AIA financial result marred by property writedown

A non-cash write-down of Auckland International Airport's investment property portfolio marred an otherwise strong financial result for the six months ended December.

The company reported earnings before interest, tax, depreciation and amortisation of $138.7 million in the period, up 2.5% on the previous corresponding period.

However, when the new accounting rules were applied to recognise the valuation of the company's investments directing in the income statement, total ebitda fell by $32.6 million, or 25.2%.

Auckland Airport wrote down its investment property by $41.8 million because of the current trend of softening land values. The company did not rule out further devaluations.

Operating revenue rose nearly 7% to $184 million. An interim dividend of 3.75c a share was declared, down 2c from last year.

Chairman Tony Frankham said recent months had seen dramatic contractions and volatility in global financial and credit markets, resulting in a global economic downturn.

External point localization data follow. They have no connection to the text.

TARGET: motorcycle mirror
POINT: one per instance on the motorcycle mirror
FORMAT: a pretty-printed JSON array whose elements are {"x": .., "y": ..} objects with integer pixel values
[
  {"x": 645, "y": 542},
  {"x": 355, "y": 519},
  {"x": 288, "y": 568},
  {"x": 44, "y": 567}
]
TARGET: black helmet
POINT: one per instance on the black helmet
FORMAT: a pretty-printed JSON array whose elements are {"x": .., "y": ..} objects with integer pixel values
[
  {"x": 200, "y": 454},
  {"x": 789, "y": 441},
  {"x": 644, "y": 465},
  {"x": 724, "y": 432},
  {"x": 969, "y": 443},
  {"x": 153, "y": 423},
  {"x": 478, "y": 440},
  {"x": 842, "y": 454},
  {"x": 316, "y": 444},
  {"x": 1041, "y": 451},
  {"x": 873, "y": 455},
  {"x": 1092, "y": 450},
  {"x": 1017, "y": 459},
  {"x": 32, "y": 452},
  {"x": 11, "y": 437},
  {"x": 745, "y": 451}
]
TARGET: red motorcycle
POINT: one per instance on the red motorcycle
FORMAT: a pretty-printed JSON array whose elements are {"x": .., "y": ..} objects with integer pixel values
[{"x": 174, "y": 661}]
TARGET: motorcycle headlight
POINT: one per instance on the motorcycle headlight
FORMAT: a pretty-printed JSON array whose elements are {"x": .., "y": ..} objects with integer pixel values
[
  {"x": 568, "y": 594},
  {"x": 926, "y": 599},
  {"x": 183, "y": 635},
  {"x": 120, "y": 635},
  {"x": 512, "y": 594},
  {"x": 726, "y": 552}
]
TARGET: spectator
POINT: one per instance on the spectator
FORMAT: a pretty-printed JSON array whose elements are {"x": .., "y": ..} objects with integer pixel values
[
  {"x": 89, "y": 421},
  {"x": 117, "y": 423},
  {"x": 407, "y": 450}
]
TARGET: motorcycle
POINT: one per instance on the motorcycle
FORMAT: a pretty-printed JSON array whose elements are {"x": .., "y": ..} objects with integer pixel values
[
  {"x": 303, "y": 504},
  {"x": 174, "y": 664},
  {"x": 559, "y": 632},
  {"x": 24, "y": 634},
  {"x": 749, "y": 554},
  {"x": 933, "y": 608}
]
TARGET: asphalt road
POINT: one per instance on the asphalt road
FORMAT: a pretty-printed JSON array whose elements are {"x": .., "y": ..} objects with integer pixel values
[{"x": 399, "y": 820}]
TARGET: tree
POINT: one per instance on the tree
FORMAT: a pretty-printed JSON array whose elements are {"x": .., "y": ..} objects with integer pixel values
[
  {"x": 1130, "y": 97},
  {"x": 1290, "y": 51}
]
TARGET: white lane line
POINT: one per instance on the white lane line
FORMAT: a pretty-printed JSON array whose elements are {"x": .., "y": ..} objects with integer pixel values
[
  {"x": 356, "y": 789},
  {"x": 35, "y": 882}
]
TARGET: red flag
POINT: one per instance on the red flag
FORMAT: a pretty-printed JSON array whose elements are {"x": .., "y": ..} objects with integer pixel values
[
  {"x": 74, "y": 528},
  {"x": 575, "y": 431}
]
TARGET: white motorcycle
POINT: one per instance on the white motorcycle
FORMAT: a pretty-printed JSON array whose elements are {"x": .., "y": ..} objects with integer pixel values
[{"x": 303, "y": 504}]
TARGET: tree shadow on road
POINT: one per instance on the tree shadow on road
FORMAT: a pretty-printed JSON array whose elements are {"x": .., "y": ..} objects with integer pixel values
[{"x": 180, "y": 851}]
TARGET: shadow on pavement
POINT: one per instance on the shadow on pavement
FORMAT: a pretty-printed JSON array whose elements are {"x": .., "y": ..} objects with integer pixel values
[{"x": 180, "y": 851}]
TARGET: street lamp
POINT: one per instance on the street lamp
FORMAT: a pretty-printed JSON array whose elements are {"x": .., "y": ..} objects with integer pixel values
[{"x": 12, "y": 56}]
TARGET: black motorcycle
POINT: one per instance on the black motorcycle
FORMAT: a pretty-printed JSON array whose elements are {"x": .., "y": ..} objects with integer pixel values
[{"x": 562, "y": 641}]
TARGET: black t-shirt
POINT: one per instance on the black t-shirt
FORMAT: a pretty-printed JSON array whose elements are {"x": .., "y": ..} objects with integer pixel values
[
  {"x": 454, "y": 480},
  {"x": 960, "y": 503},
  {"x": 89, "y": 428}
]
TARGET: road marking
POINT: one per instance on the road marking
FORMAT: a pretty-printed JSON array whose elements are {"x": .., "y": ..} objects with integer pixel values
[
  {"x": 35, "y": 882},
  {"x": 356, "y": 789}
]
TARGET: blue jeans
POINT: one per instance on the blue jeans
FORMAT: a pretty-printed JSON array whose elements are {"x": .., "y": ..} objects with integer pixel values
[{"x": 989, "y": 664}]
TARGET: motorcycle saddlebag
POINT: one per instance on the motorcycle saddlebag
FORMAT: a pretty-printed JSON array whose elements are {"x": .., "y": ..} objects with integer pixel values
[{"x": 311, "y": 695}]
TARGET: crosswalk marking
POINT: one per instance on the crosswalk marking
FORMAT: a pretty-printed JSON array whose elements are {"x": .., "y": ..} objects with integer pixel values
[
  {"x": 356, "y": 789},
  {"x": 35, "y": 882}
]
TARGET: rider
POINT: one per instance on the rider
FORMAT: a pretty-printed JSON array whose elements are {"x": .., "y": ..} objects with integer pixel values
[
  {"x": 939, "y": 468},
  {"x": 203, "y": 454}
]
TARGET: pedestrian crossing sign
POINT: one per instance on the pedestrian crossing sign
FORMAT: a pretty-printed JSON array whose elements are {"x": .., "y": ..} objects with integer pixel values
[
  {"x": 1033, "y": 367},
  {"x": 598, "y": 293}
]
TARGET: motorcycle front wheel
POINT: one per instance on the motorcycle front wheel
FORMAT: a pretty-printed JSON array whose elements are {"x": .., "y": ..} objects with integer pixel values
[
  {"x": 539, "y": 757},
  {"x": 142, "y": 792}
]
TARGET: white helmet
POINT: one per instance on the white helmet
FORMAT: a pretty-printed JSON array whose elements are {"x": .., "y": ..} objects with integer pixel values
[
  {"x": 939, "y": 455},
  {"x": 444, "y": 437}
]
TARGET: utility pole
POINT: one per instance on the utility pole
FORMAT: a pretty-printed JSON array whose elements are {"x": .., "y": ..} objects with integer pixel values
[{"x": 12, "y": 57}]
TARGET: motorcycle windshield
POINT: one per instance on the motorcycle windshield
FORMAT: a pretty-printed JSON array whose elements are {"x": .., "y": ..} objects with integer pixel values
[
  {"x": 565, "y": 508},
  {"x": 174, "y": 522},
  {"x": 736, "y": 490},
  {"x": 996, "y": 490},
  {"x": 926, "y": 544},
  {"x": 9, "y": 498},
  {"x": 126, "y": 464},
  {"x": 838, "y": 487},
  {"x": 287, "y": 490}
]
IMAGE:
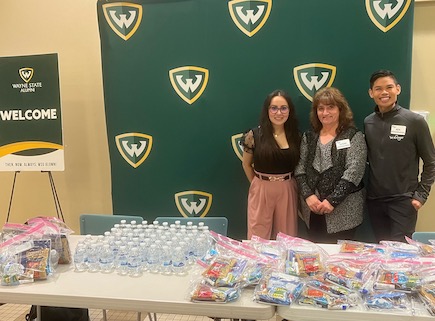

"The fortunes of New Zealand are inherently tied to growth in its key markets for export sales and tourism.

"The directors consider that maintaining a strong balance sheet position is important," he said.

Total borrowings at balance date increased by $4.2 million to $1.05 billion.

Total assets fell $20.2 million to $3.1 billion and shareholders' equity fell $49.6 million to $1.8 billion.

Mr Frankham said the company's full-year profit was expected to be at the lower end of the previous guidance.

The long-term outlook for the company remained positive, reflecting international passenger number projections that were expected to increase over the longer term.

New Zealand retained enduring popularity as one of the world's leading tourism destinations, he said.